In multiple logistic regression (Table 2), original research articles were more likely to be published as a brief report compared with a full-length article if they had statistically non-significant findings [OR = 0.27, 95% CI = (0.17–0.42)], absence of funding [OR = 0.36, 95% CI = (0.23–0.56)], lower first author h-index [OR = 0.60, 95% CI = (0.39–0.95)], and publication in a higher-impact journal [OR = 1.84, 95% CI = (1.13–2.98)].
TABLE 2.
Characteristics associated with brief report type in logistic regression
| Author characteristics | Simple regression, OR (95% CI) | Multiple regression, OR (95% CI) |
|---|---|---|
| First author gender | ||
| Male | [Reference] | [Reference] |
| Female | 0.89 (0.60–1.31) | 0.87 (0.56–1.32) |
| First author h-index | ||
| 0–5 | [Reference] | [Reference] |
| 6+ | 0.53 (0.36–0.79) | 0.60 (0.39–0.95) |
| First author country income | ||
| LMIC | [Reference] | [Reference] |
| High income | 1.16 (0.69–1.95) | 0.93 (0.53–1.63) |
| Study field | ||
| Basic science | [Reference] | [Reference] |
| Clinical | 1.81 (1.05–3.11) | 0.96 (0.51–1.81) |
| Public health | 1.56 (0.70–3.47) | 0.86 (0.35–2.11) |
| Study design | ||
| Cross-sectional | [Reference] | *Dropped due to collinearity with field |
| Case–control | 0.65 (0.36–1.15) | |
| Clinical trial | 0.46 (0.30–0.71) | |
| Statistically significant results | ||
| No | [Reference] | [Reference] |
| Yes | 0.30 (0.20–0.45) | 0.27 (0.17–0.42) |
| Sample size | ||
| 0–120 | [Reference] | [Reference] |
| 121–300 | 0.85 (0.53–1.35) | 1.04 (0.63–1.71) |
| 301+ | 0.66 (0.40–1.09) | 0.79 (0.46–1.36) |
| Open access | ||
| No | [Reference] | [Reference] |
| Yes | 0.97 (0.64–1.48) | 1.32 (0.81–2.15) |
| Study funding | ||
| No | [Reference] | [Reference] |
| Yes | 0.31 (0.21–0.45) | 0.36 (0.23–0.56) |
| Journal impact factor | ||
| 0–3.6 | [Reference] | [Reference] |
| 3.7+ | 1.48 (0.96–2.29) | 1.84 (1.13–2.98) |
Note: Statistically significant relationships are bolded.

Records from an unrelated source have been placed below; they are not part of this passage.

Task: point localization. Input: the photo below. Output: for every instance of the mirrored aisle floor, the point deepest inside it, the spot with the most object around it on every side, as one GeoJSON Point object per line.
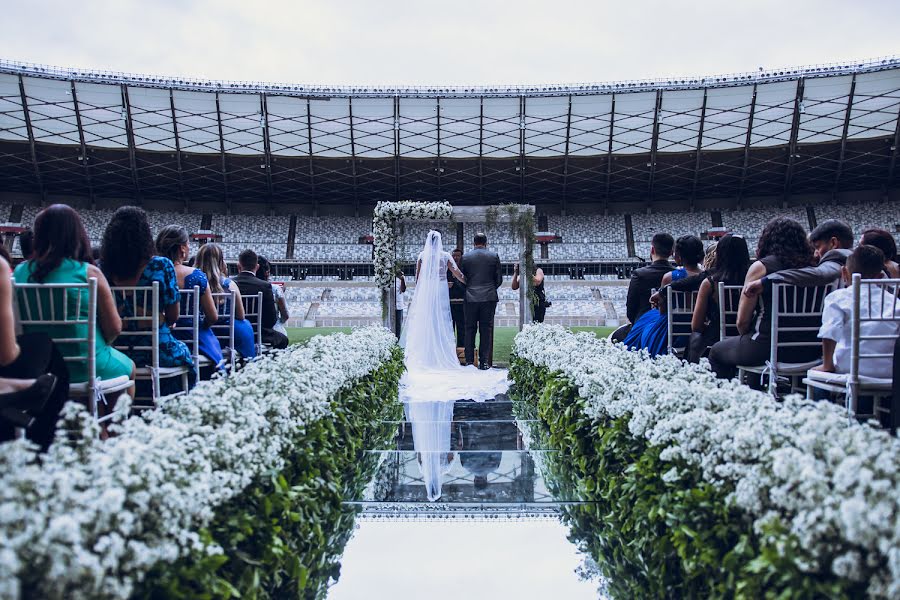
{"type": "Point", "coordinates": [459, 509]}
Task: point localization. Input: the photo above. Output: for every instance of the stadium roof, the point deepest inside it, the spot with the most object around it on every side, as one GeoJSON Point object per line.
{"type": "Point", "coordinates": [824, 129]}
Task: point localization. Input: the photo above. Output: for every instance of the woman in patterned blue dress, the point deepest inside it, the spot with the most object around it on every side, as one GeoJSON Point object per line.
{"type": "Point", "coordinates": [127, 260]}
{"type": "Point", "coordinates": [173, 243]}
{"type": "Point", "coordinates": [211, 260]}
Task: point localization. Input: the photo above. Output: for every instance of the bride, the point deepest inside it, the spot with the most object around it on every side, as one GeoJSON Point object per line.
{"type": "Point", "coordinates": [434, 378]}
{"type": "Point", "coordinates": [433, 372]}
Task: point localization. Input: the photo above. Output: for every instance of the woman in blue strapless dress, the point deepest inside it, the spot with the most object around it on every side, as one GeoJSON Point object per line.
{"type": "Point", "coordinates": [211, 261]}
{"type": "Point", "coordinates": [651, 331]}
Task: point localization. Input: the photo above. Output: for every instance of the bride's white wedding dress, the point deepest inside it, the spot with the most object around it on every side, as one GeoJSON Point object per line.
{"type": "Point", "coordinates": [433, 372]}
{"type": "Point", "coordinates": [434, 379]}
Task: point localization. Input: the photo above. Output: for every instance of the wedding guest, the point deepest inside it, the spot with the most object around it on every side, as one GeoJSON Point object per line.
{"type": "Point", "coordinates": [250, 285]}
{"type": "Point", "coordinates": [264, 271]}
{"type": "Point", "coordinates": [457, 290]}
{"type": "Point", "coordinates": [62, 255]}
{"type": "Point", "coordinates": [885, 242]}
{"type": "Point", "coordinates": [782, 245]}
{"type": "Point", "coordinates": [540, 304]}
{"type": "Point", "coordinates": [211, 261]}
{"type": "Point", "coordinates": [730, 264]}
{"type": "Point", "coordinates": [128, 256]}
{"type": "Point", "coordinates": [650, 332]}
{"type": "Point", "coordinates": [34, 380]}
{"type": "Point", "coordinates": [172, 242]}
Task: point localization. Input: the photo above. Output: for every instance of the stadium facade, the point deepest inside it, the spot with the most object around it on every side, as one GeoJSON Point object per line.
{"type": "Point", "coordinates": [800, 136]}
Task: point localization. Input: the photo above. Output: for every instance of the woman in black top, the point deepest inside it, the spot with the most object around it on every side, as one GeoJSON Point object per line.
{"type": "Point", "coordinates": [782, 245]}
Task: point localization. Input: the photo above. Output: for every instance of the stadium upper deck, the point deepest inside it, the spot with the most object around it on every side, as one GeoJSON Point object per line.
{"type": "Point", "coordinates": [785, 136]}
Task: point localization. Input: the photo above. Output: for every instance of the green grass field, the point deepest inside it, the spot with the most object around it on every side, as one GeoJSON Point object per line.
{"type": "Point", "coordinates": [503, 337]}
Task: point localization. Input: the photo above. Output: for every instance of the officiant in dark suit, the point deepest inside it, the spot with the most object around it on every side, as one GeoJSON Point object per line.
{"type": "Point", "coordinates": [481, 268]}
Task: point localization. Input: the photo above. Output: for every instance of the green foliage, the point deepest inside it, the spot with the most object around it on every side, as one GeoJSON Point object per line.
{"type": "Point", "coordinates": [284, 535]}
{"type": "Point", "coordinates": [654, 538]}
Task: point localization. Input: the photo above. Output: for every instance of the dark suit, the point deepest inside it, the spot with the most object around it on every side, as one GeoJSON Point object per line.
{"type": "Point", "coordinates": [250, 285]}
{"type": "Point", "coordinates": [481, 268]}
{"type": "Point", "coordinates": [642, 281]}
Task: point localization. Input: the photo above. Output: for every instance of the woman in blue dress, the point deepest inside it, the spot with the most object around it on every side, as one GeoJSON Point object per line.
{"type": "Point", "coordinates": [211, 260]}
{"type": "Point", "coordinates": [172, 241]}
{"type": "Point", "coordinates": [650, 332]}
{"type": "Point", "coordinates": [127, 259]}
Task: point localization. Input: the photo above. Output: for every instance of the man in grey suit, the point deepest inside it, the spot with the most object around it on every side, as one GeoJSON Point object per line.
{"type": "Point", "coordinates": [481, 268]}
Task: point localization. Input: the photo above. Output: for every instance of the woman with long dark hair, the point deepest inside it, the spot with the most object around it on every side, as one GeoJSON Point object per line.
{"type": "Point", "coordinates": [62, 254]}
{"type": "Point", "coordinates": [782, 245]}
{"type": "Point", "coordinates": [128, 258]}
{"type": "Point", "coordinates": [650, 332]}
{"type": "Point", "coordinates": [730, 266]}
{"type": "Point", "coordinates": [172, 242]}
{"type": "Point", "coordinates": [211, 260]}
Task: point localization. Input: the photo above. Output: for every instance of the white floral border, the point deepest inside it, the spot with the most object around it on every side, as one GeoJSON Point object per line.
{"type": "Point", "coordinates": [385, 237]}
{"type": "Point", "coordinates": [834, 484]}
{"type": "Point", "coordinates": [89, 520]}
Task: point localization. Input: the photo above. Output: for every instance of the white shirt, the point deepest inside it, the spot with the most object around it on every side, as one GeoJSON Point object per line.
{"type": "Point", "coordinates": [836, 321]}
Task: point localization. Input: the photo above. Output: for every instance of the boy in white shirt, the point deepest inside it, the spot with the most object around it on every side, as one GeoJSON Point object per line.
{"type": "Point", "coordinates": [868, 261]}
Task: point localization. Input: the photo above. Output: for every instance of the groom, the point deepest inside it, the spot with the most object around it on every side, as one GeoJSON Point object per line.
{"type": "Point", "coordinates": [481, 268]}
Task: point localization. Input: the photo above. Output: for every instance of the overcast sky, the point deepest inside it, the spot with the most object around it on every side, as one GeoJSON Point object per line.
{"type": "Point", "coordinates": [449, 42]}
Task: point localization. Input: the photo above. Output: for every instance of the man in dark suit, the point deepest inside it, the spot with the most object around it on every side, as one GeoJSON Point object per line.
{"type": "Point", "coordinates": [250, 285]}
{"type": "Point", "coordinates": [647, 278]}
{"type": "Point", "coordinates": [481, 268]}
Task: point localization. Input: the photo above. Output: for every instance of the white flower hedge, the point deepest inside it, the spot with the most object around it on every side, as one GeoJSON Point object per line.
{"type": "Point", "coordinates": [90, 519]}
{"type": "Point", "coordinates": [833, 484]}
{"type": "Point", "coordinates": [385, 237]}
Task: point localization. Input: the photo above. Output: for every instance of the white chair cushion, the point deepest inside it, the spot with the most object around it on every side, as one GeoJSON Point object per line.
{"type": "Point", "coordinates": [840, 380]}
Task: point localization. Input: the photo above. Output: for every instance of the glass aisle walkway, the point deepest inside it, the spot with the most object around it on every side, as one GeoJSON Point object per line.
{"type": "Point", "coordinates": [494, 530]}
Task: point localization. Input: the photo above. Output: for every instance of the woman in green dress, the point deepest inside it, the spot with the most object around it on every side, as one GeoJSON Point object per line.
{"type": "Point", "coordinates": [62, 254]}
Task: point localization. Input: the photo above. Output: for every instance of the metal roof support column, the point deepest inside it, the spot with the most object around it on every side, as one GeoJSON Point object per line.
{"type": "Point", "coordinates": [699, 148]}
{"type": "Point", "coordinates": [353, 159]}
{"type": "Point", "coordinates": [312, 178]}
{"type": "Point", "coordinates": [397, 148]}
{"type": "Point", "coordinates": [187, 202]}
{"type": "Point", "coordinates": [746, 162]}
{"type": "Point", "coordinates": [792, 144]}
{"type": "Point", "coordinates": [28, 128]}
{"type": "Point", "coordinates": [612, 120]}
{"type": "Point", "coordinates": [565, 199]}
{"type": "Point", "coordinates": [481, 150]}
{"type": "Point", "coordinates": [844, 132]}
{"type": "Point", "coordinates": [224, 158]}
{"type": "Point", "coordinates": [522, 149]}
{"type": "Point", "coordinates": [84, 156]}
{"type": "Point", "coordinates": [440, 168]}
{"type": "Point", "coordinates": [129, 133]}
{"type": "Point", "coordinates": [654, 144]}
{"type": "Point", "coordinates": [893, 163]}
{"type": "Point", "coordinates": [267, 151]}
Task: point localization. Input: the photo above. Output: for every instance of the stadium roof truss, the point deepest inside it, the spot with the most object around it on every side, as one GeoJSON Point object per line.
{"type": "Point", "coordinates": [813, 130]}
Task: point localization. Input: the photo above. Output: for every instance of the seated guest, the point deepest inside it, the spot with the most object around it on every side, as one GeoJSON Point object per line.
{"type": "Point", "coordinates": [645, 280]}
{"type": "Point", "coordinates": [34, 380]}
{"type": "Point", "coordinates": [211, 260]}
{"type": "Point", "coordinates": [250, 285]}
{"type": "Point", "coordinates": [885, 242]}
{"type": "Point", "coordinates": [837, 319]}
{"type": "Point", "coordinates": [172, 243]}
{"type": "Point", "coordinates": [62, 254]}
{"type": "Point", "coordinates": [782, 245]}
{"type": "Point", "coordinates": [263, 272]}
{"type": "Point", "coordinates": [650, 332]}
{"type": "Point", "coordinates": [832, 242]}
{"type": "Point", "coordinates": [128, 258]}
{"type": "Point", "coordinates": [730, 266]}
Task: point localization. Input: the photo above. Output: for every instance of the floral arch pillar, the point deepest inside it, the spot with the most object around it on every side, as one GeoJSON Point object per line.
{"type": "Point", "coordinates": [385, 228]}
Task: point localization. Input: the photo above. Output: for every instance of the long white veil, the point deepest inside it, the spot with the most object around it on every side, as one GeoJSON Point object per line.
{"type": "Point", "coordinates": [434, 379]}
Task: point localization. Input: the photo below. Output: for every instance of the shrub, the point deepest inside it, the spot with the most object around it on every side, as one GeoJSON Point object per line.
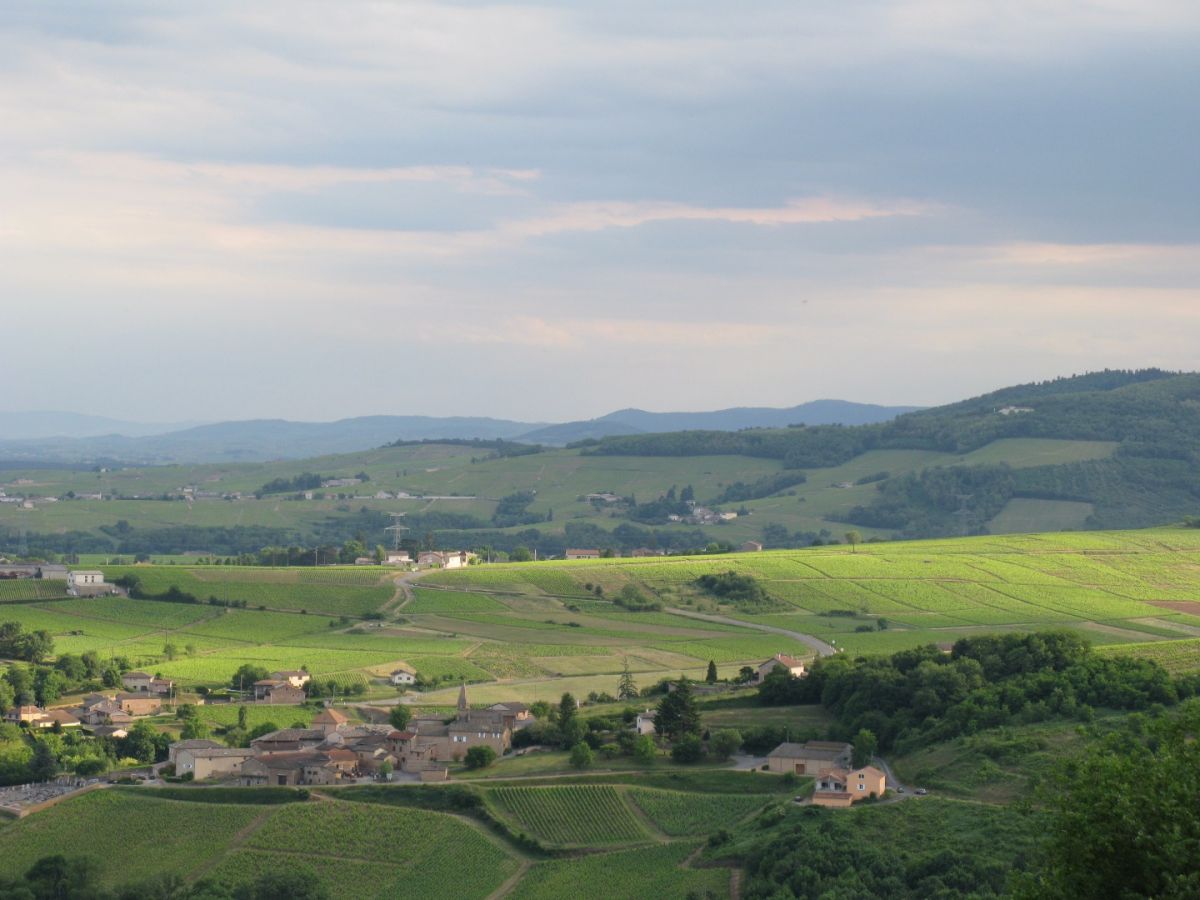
{"type": "Point", "coordinates": [688, 749]}
{"type": "Point", "coordinates": [480, 756]}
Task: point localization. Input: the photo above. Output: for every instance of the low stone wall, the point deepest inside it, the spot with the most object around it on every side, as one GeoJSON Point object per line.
{"type": "Point", "coordinates": [25, 799]}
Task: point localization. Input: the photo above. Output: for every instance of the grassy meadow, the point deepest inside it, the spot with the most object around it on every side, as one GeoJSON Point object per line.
{"type": "Point", "coordinates": [466, 483]}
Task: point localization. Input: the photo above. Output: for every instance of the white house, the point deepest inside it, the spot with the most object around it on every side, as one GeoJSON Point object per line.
{"type": "Point", "coordinates": [793, 666]}
{"type": "Point", "coordinates": [645, 723]}
{"type": "Point", "coordinates": [444, 558]}
{"type": "Point", "coordinates": [85, 581]}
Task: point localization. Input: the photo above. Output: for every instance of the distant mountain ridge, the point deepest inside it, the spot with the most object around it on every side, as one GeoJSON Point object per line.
{"type": "Point", "coordinates": [640, 421]}
{"type": "Point", "coordinates": [259, 439]}
{"type": "Point", "coordinates": [42, 424]}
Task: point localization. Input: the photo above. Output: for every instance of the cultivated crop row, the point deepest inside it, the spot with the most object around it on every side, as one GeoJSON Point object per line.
{"type": "Point", "coordinates": [580, 815]}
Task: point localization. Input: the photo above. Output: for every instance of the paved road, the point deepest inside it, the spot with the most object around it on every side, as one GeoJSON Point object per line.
{"type": "Point", "coordinates": [819, 646]}
{"type": "Point", "coordinates": [893, 784]}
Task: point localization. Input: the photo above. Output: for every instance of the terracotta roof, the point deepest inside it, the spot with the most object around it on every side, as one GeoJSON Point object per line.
{"type": "Point", "coordinates": [196, 744]}
{"type": "Point", "coordinates": [811, 750]}
{"type": "Point", "coordinates": [329, 717]}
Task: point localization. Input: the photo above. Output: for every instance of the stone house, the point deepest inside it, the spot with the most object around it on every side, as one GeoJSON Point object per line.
{"type": "Point", "coordinates": [810, 759]}
{"type": "Point", "coordinates": [143, 683]}
{"type": "Point", "coordinates": [211, 762]}
{"type": "Point", "coordinates": [191, 744]}
{"type": "Point", "coordinates": [288, 739]}
{"type": "Point", "coordinates": [795, 666]}
{"type": "Point", "coordinates": [839, 787]}
{"type": "Point", "coordinates": [138, 703]}
{"type": "Point", "coordinates": [277, 691]}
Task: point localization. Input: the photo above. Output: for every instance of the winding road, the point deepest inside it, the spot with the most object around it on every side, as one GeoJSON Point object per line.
{"type": "Point", "coordinates": [820, 647]}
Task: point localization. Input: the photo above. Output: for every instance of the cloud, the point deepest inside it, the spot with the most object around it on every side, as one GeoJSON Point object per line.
{"type": "Point", "coordinates": [892, 199]}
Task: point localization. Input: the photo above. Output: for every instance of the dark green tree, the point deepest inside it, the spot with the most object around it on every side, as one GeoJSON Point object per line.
{"type": "Point", "coordinates": [865, 747]}
{"type": "Point", "coordinates": [627, 689]}
{"type": "Point", "coordinates": [399, 717]}
{"type": "Point", "coordinates": [677, 714]}
{"type": "Point", "coordinates": [479, 756]}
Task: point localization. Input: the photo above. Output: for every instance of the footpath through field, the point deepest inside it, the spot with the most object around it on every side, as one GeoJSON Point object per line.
{"type": "Point", "coordinates": [819, 646]}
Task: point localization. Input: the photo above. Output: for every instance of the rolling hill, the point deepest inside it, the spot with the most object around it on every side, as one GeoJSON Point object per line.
{"type": "Point", "coordinates": [1104, 450]}
{"type": "Point", "coordinates": [67, 437]}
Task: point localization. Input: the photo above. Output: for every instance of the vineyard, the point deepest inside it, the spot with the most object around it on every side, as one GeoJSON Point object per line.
{"type": "Point", "coordinates": [1116, 588]}
{"type": "Point", "coordinates": [1176, 657]}
{"type": "Point", "coordinates": [340, 592]}
{"type": "Point", "coordinates": [657, 873]}
{"type": "Point", "coordinates": [171, 837]}
{"type": "Point", "coordinates": [24, 589]}
{"type": "Point", "coordinates": [580, 815]}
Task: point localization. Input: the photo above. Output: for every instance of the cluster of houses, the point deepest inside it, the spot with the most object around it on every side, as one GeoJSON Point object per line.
{"type": "Point", "coordinates": [335, 750]}
{"type": "Point", "coordinates": [425, 559]}
{"type": "Point", "coordinates": [33, 570]}
{"type": "Point", "coordinates": [102, 714]}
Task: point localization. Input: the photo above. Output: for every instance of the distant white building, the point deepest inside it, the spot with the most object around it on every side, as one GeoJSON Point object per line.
{"type": "Point", "coordinates": [85, 581]}
{"type": "Point", "coordinates": [444, 558]}
{"type": "Point", "coordinates": [793, 666]}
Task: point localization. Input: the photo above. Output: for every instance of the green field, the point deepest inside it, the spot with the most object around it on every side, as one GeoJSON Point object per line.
{"type": "Point", "coordinates": [681, 814]}
{"type": "Point", "coordinates": [336, 591]}
{"type": "Point", "coordinates": [625, 875]}
{"type": "Point", "coordinates": [24, 589]}
{"type": "Point", "coordinates": [1113, 587]}
{"type": "Point", "coordinates": [353, 850]}
{"type": "Point", "coordinates": [580, 815]}
{"type": "Point", "coordinates": [472, 486]}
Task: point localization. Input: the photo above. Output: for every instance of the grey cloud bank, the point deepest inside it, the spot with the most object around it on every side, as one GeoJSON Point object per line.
{"type": "Point", "coordinates": [321, 210]}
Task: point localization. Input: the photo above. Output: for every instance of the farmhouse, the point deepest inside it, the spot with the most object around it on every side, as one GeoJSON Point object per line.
{"type": "Point", "coordinates": [329, 720]}
{"type": "Point", "coordinates": [444, 558]}
{"type": "Point", "coordinates": [210, 762]}
{"type": "Point", "coordinates": [87, 582]}
{"type": "Point", "coordinates": [106, 713]}
{"type": "Point", "coordinates": [295, 677]}
{"type": "Point", "coordinates": [839, 787]}
{"type": "Point", "coordinates": [811, 759]}
{"type": "Point", "coordinates": [193, 744]}
{"type": "Point", "coordinates": [39, 718]}
{"type": "Point", "coordinates": [143, 683]}
{"type": "Point", "coordinates": [286, 739]}
{"type": "Point", "coordinates": [277, 690]}
{"type": "Point", "coordinates": [138, 703]}
{"type": "Point", "coordinates": [793, 666]}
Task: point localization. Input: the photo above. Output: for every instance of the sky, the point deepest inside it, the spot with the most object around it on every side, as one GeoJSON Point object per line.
{"type": "Point", "coordinates": [547, 211]}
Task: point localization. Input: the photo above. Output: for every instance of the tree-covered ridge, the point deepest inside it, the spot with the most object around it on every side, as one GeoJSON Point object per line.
{"type": "Point", "coordinates": [1153, 412]}
{"type": "Point", "coordinates": [1153, 417]}
{"type": "Point", "coordinates": [922, 695]}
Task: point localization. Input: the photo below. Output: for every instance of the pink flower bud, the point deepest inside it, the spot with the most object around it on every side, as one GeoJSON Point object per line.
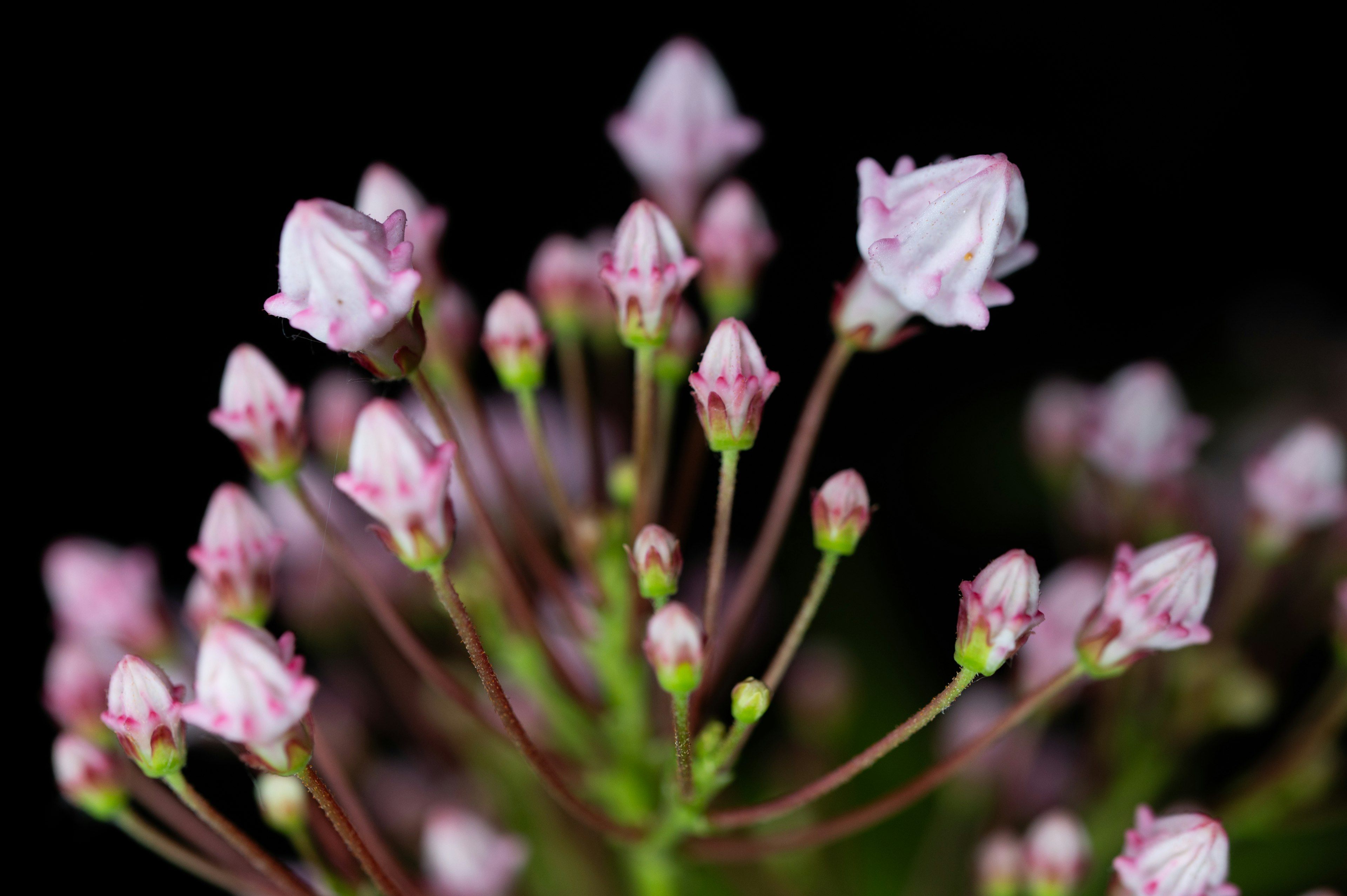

Of 122 brief reports, 31 (25%) had paired full-length articles (Supplementary Material 4); 17 full-length articles had subsequent brief reports (14%) with a mean publication time of 27.9 months and 14 brief reports had subsequent full-length articles (11%) with a mean publication time of 29.6 months (Supplementary Material 5). Brief reports with paired full-length articles compared with unpaired brief reports were more likely to have higher number of authors (p = 0.043) and first authors with higher degrees (p = 0.0178) and h-index (p < 0.00001).
Our study found that brief reports were cited less often than full-length articles, confirming the findings of a previous microbiology study.4 Brief reports may have smaller scopes of research or focus more on hypothesis generation, which have been negatively associated with citation counts.
As brief reports relative to full-length articles are less likely to report statistically significant findings, they may help reduce publication bias. Accordingly, systematic reviewers should consider including brief reports in their eligibility criteria when executing their search strategies.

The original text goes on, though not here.